Appendix A: Glossary of Terms
This glossary defines key terms used throughout the book.
A
- ACID
- The four properties of database transactions: Atomicity, Consistency, Isolation, and Durability.
- Analyzer
- The query processing component that validates semantic correctness, resolves names, and checks types.
- ARIES
- Algorithms for Recovery and Isolation Exploiting Semantics. The industry-standard crash recovery algorithm.
- AST (Abstract Syntax Tree)
- A tree representation of parsed SQL, used for semantic analysis and optimization.
B
- B-tree
- A self-balancing tree data structure that maintains sorted data and allows searches, insertions, and deletions in logarithmic time. The foundation of most database indexes.
- B+ tree
- A variant of B-tree where all values are stored in leaf nodes, which are linked together for efficient range scans.
- Bitmap Index
- An index that uses bitmaps to represent which rows contain each distinct value. Efficient for low-cardinality columns.
- Bloom Filter
- A probabilistic data structure that can tell you if an element is definitely not in a set. Used by LSM trees to avoid unnecessary disk reads.
- BRIN (Block Range Index)
- A compact index storing min/max values for ranges of pages.
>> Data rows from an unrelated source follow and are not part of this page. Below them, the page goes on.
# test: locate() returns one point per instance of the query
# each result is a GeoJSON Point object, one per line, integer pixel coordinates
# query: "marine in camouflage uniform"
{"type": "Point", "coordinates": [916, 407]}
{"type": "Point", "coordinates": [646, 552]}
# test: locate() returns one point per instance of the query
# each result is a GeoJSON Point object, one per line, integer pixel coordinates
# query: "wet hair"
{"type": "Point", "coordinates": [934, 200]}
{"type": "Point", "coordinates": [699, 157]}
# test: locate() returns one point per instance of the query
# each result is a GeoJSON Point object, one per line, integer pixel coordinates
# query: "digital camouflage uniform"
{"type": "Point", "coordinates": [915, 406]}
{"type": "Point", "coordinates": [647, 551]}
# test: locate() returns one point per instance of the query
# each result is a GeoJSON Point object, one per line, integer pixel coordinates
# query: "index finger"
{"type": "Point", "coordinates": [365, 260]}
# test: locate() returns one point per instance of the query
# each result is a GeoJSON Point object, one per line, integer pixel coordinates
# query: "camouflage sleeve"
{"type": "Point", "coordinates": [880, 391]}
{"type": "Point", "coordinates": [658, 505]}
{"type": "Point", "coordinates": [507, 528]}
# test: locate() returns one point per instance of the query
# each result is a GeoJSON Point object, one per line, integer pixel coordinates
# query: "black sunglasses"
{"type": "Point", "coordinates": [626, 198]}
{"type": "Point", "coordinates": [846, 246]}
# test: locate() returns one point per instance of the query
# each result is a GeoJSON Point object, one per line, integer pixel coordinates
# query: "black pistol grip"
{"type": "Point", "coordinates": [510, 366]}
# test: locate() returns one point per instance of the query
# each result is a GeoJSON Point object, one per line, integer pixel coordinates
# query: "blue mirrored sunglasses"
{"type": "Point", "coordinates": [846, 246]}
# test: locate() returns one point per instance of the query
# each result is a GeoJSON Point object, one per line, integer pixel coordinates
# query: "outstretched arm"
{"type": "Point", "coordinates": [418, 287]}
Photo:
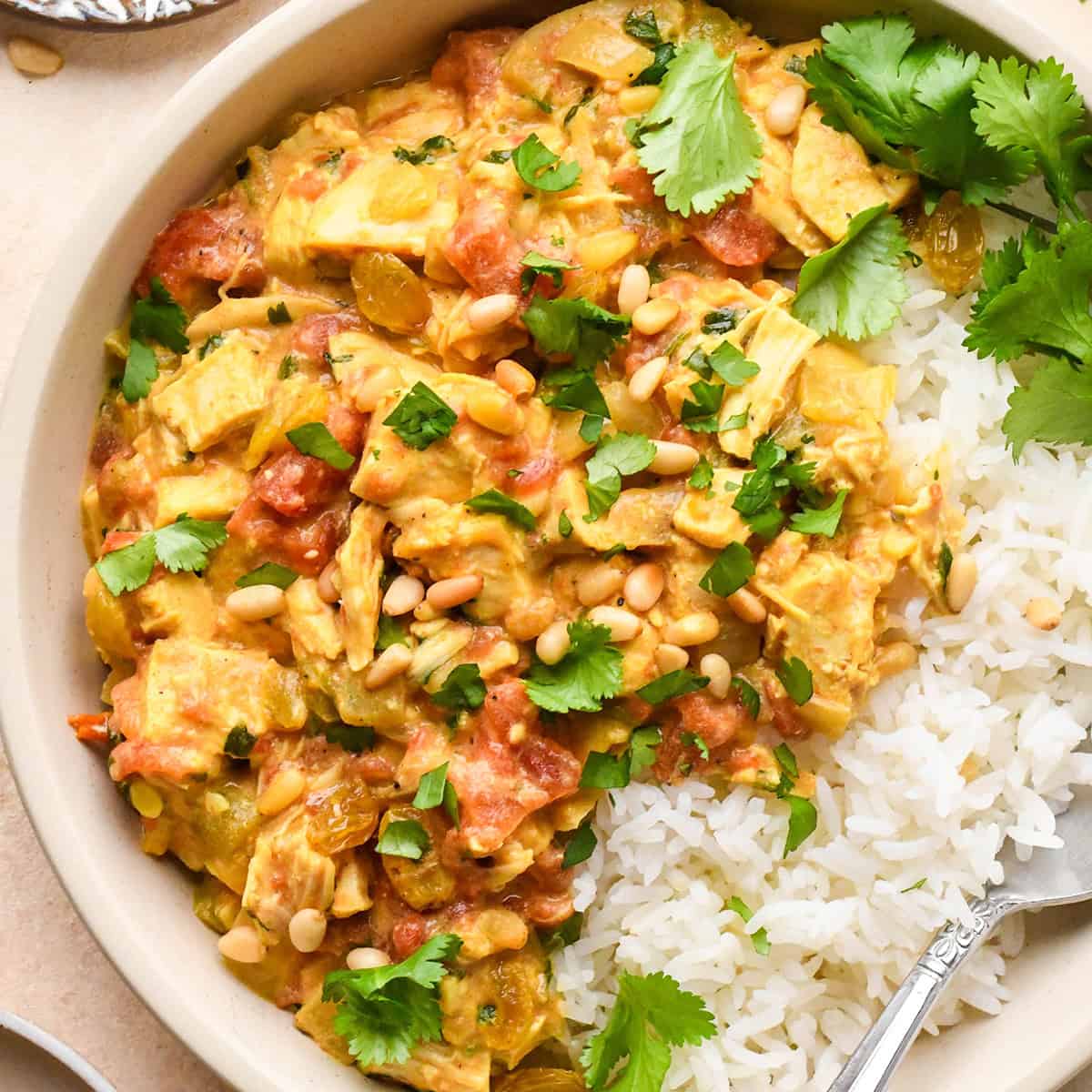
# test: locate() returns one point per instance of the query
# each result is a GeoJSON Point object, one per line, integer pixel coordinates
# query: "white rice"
{"type": "Point", "coordinates": [894, 807]}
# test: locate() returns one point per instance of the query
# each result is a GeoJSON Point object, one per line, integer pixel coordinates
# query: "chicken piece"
{"type": "Point", "coordinates": [285, 874]}
{"type": "Point", "coordinates": [208, 399]}
{"type": "Point", "coordinates": [361, 566]}
{"type": "Point", "coordinates": [212, 495]}
{"type": "Point", "coordinates": [387, 206]}
{"type": "Point", "coordinates": [177, 710]}
{"type": "Point", "coordinates": [778, 347]}
{"type": "Point", "coordinates": [311, 622]}
{"type": "Point", "coordinates": [833, 178]}
{"type": "Point", "coordinates": [707, 516]}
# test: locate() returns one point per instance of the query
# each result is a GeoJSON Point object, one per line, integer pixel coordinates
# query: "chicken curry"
{"type": "Point", "coordinates": [457, 470]}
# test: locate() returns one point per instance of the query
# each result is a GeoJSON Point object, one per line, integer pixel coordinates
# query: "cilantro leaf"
{"type": "Point", "coordinates": [1046, 307]}
{"type": "Point", "coordinates": [316, 440]}
{"type": "Point", "coordinates": [672, 685]}
{"type": "Point", "coordinates": [820, 521]}
{"type": "Point", "coordinates": [803, 820]}
{"type": "Point", "coordinates": [268, 573]}
{"type": "Point", "coordinates": [500, 503]}
{"type": "Point", "coordinates": [796, 678]}
{"type": "Point", "coordinates": [385, 1013]}
{"type": "Point", "coordinates": [697, 141]}
{"type": "Point", "coordinates": [541, 168]}
{"type": "Point", "coordinates": [462, 691]}
{"type": "Point", "coordinates": [748, 696]}
{"type": "Point", "coordinates": [642, 748]}
{"type": "Point", "coordinates": [536, 266]}
{"type": "Point", "coordinates": [239, 743]}
{"type": "Point", "coordinates": [580, 846]}
{"type": "Point", "coordinates": [622, 453]}
{"type": "Point", "coordinates": [604, 770]}
{"type": "Point", "coordinates": [589, 672]}
{"type": "Point", "coordinates": [733, 568]}
{"type": "Point", "coordinates": [404, 838]}
{"type": "Point", "coordinates": [576, 328]}
{"type": "Point", "coordinates": [427, 152]}
{"type": "Point", "coordinates": [759, 938]}
{"type": "Point", "coordinates": [1037, 113]}
{"type": "Point", "coordinates": [430, 789]}
{"type": "Point", "coordinates": [1054, 408]}
{"type": "Point", "coordinates": [355, 738]}
{"type": "Point", "coordinates": [651, 1015]}
{"type": "Point", "coordinates": [702, 476]}
{"type": "Point", "coordinates": [856, 288]}
{"type": "Point", "coordinates": [421, 419]}
{"type": "Point", "coordinates": [700, 410]}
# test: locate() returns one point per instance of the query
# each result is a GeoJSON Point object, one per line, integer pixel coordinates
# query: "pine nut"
{"type": "Point", "coordinates": [784, 114]}
{"type": "Point", "coordinates": [962, 577]}
{"type": "Point", "coordinates": [719, 672]}
{"type": "Point", "coordinates": [552, 642]}
{"type": "Point", "coordinates": [365, 959]}
{"type": "Point", "coordinates": [495, 410]}
{"type": "Point", "coordinates": [370, 391]}
{"type": "Point", "coordinates": [633, 288]}
{"type": "Point", "coordinates": [513, 378]}
{"type": "Point", "coordinates": [307, 929]}
{"type": "Point", "coordinates": [694, 628]}
{"type": "Point", "coordinates": [388, 665]}
{"type": "Point", "coordinates": [747, 606]}
{"type": "Point", "coordinates": [671, 658]}
{"type": "Point", "coordinates": [623, 626]}
{"type": "Point", "coordinates": [328, 583]}
{"type": "Point", "coordinates": [648, 378]}
{"type": "Point", "coordinates": [283, 789]}
{"type": "Point", "coordinates": [895, 658]}
{"type": "Point", "coordinates": [490, 312]}
{"type": "Point", "coordinates": [1043, 614]}
{"type": "Point", "coordinates": [643, 587]}
{"type": "Point", "coordinates": [403, 594]}
{"type": "Point", "coordinates": [672, 458]}
{"type": "Point", "coordinates": [146, 800]}
{"type": "Point", "coordinates": [255, 603]}
{"type": "Point", "coordinates": [241, 945]}
{"type": "Point", "coordinates": [33, 58]}
{"type": "Point", "coordinates": [453, 592]}
{"type": "Point", "coordinates": [655, 315]}
{"type": "Point", "coordinates": [599, 583]}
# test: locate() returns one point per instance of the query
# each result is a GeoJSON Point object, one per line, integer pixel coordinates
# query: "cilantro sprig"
{"type": "Point", "coordinates": [183, 546]}
{"type": "Point", "coordinates": [383, 1013]}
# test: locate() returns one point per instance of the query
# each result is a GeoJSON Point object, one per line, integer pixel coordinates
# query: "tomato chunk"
{"type": "Point", "coordinates": [205, 245]}
{"type": "Point", "coordinates": [507, 769]}
{"type": "Point", "coordinates": [737, 236]}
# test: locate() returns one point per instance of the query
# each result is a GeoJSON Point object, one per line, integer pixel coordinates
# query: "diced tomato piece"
{"type": "Point", "coordinates": [470, 63]}
{"type": "Point", "coordinates": [310, 337]}
{"type": "Point", "coordinates": [507, 770]}
{"type": "Point", "coordinates": [213, 245]}
{"type": "Point", "coordinates": [305, 545]}
{"type": "Point", "coordinates": [737, 236]}
{"type": "Point", "coordinates": [90, 727]}
{"type": "Point", "coordinates": [483, 247]}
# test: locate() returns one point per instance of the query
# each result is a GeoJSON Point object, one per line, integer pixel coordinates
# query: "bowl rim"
{"type": "Point", "coordinates": [135, 169]}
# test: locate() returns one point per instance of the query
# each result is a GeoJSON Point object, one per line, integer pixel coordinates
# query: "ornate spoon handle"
{"type": "Point", "coordinates": [879, 1053]}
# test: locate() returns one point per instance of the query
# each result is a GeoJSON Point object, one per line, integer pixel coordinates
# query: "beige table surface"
{"type": "Point", "coordinates": [56, 136]}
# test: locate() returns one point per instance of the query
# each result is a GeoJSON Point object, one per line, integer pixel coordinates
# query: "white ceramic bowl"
{"type": "Point", "coordinates": [140, 909]}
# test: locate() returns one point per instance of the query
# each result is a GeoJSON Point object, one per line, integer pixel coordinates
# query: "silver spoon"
{"type": "Point", "coordinates": [1049, 878]}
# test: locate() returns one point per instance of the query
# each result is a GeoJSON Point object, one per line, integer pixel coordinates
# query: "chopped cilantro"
{"type": "Point", "coordinates": [540, 167]}
{"type": "Point", "coordinates": [494, 500]}
{"type": "Point", "coordinates": [317, 440]}
{"type": "Point", "coordinates": [421, 419]}
{"type": "Point", "coordinates": [589, 672]}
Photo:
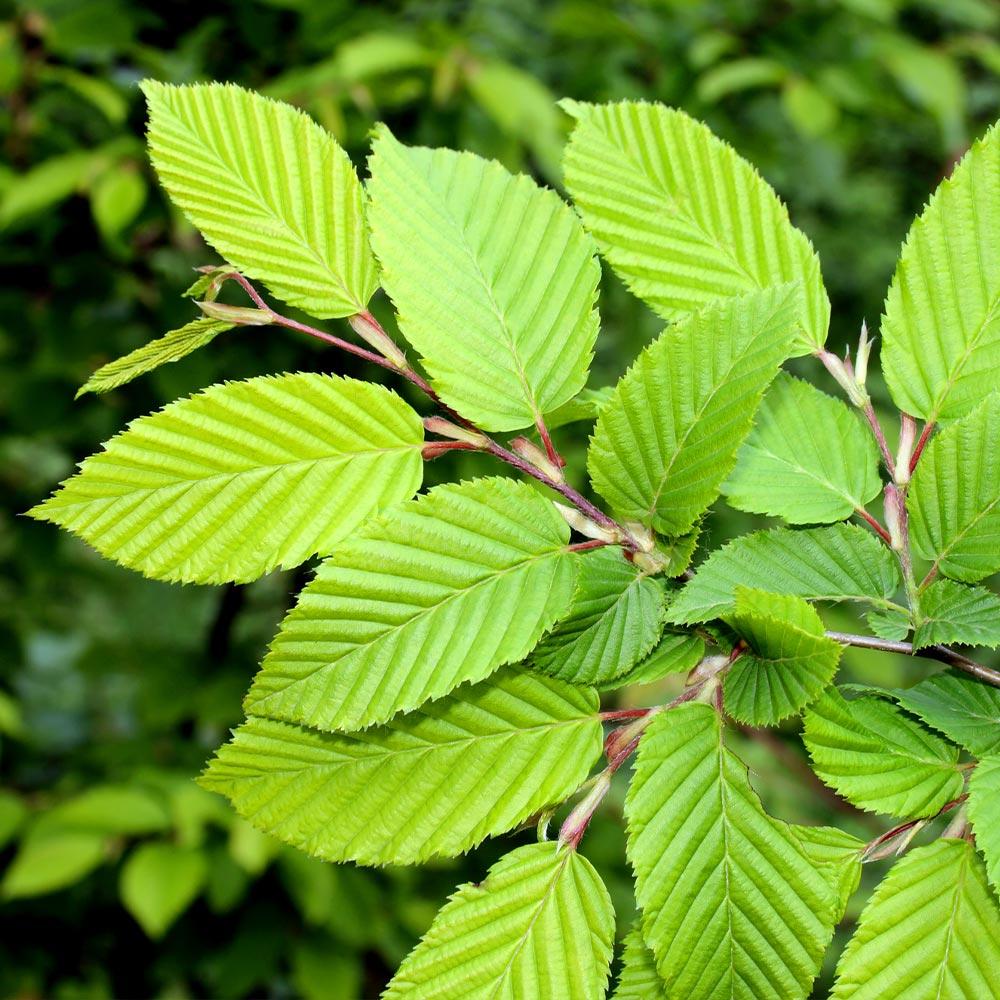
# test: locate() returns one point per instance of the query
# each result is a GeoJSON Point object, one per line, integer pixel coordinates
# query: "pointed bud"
{"type": "Point", "coordinates": [530, 452]}
{"type": "Point", "coordinates": [367, 328]}
{"type": "Point", "coordinates": [864, 352]}
{"type": "Point", "coordinates": [583, 525]}
{"type": "Point", "coordinates": [439, 425]}
{"type": "Point", "coordinates": [237, 315]}
{"type": "Point", "coordinates": [907, 438]}
{"type": "Point", "coordinates": [843, 372]}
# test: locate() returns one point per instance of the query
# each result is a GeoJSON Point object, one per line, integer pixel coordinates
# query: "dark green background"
{"type": "Point", "coordinates": [853, 110]}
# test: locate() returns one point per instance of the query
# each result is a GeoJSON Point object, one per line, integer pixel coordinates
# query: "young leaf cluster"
{"type": "Point", "coordinates": [440, 678]}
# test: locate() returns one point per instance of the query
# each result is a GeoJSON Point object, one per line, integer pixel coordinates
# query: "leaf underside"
{"type": "Point", "coordinates": [440, 590]}
{"type": "Point", "coordinates": [953, 613]}
{"type": "Point", "coordinates": [789, 661]}
{"type": "Point", "coordinates": [614, 620]}
{"type": "Point", "coordinates": [434, 782]}
{"type": "Point", "coordinates": [244, 477]}
{"type": "Point", "coordinates": [668, 436]}
{"type": "Point", "coordinates": [954, 498]}
{"type": "Point", "coordinates": [838, 563]}
{"type": "Point", "coordinates": [807, 460]}
{"type": "Point", "coordinates": [540, 925]}
{"type": "Point", "coordinates": [878, 758]}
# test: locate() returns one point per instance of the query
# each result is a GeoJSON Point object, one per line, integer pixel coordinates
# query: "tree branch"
{"type": "Point", "coordinates": [943, 654]}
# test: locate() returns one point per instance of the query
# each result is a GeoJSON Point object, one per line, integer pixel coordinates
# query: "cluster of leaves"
{"type": "Point", "coordinates": [438, 681]}
{"type": "Point", "coordinates": [114, 675]}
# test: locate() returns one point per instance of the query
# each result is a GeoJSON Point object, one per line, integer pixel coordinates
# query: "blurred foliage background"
{"type": "Point", "coordinates": [119, 876]}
Efficient for naturally ordered large tables.
- Buffer Pool
- An area of memory that caches disk pages to reduce I/O. Also called buffer cache or page cache.
C
- CAP Theorem
- The principle that a distributed system can provide at most two of three guarantees: Consistency, Availability, and Partition tolerance.
- Cardinality
- The number of distinct values in a column, or the estimated number of rows a query will return.
- Checkpoint
- A point at which the database ensures all committed changes are written to disk, limiting recovery time.
- Clustered Index
- An index where the table data is physically stored in index order. InnoDB primary keys are clustered indexes.
- CLR (Compensation Log Record)
- A WAL record written during undo operations to ensure idempotent recovery.
- Column Store
- A storage format where each column is stored separately, optimized for analytical queries.
- Compaction
- The process of merging LSM tree SSTables to reduce read amplification and reclaim space.
- Covering Index
- An index containing all columns needed by a query, enabling index-only scans.
D
- Deadlock
- A situation where two or more transactions are waiting for each other’s locks, creating a cycle where none can proceed.
- Dirty Page
- A page in the buffer pool that has been modified but not yet written to disk.
- Double-Write Buffer
- An InnoDB mechanism that writes pages to a sequential buffer before their final location, protecting against torn pages.
- Durability
- The ACID guarantee that committed transactions survive system failures.
E
- Eventual Consistency
- A consistency model where reads may return stale data, but all replicas will eventually converge to the same state.
- Exclusive Lock (X Lock)
- A lock that prevents all other access to the locked resource.
- Executor
- The query processing component that runs the execution plan and returns results.
F
- Fanout
- The number of children a B-tree node can have. Higher fanout means shallower trees.
- Fill Factor
- The percentage of space to use when initially filling index pages, leaving room for future inserts.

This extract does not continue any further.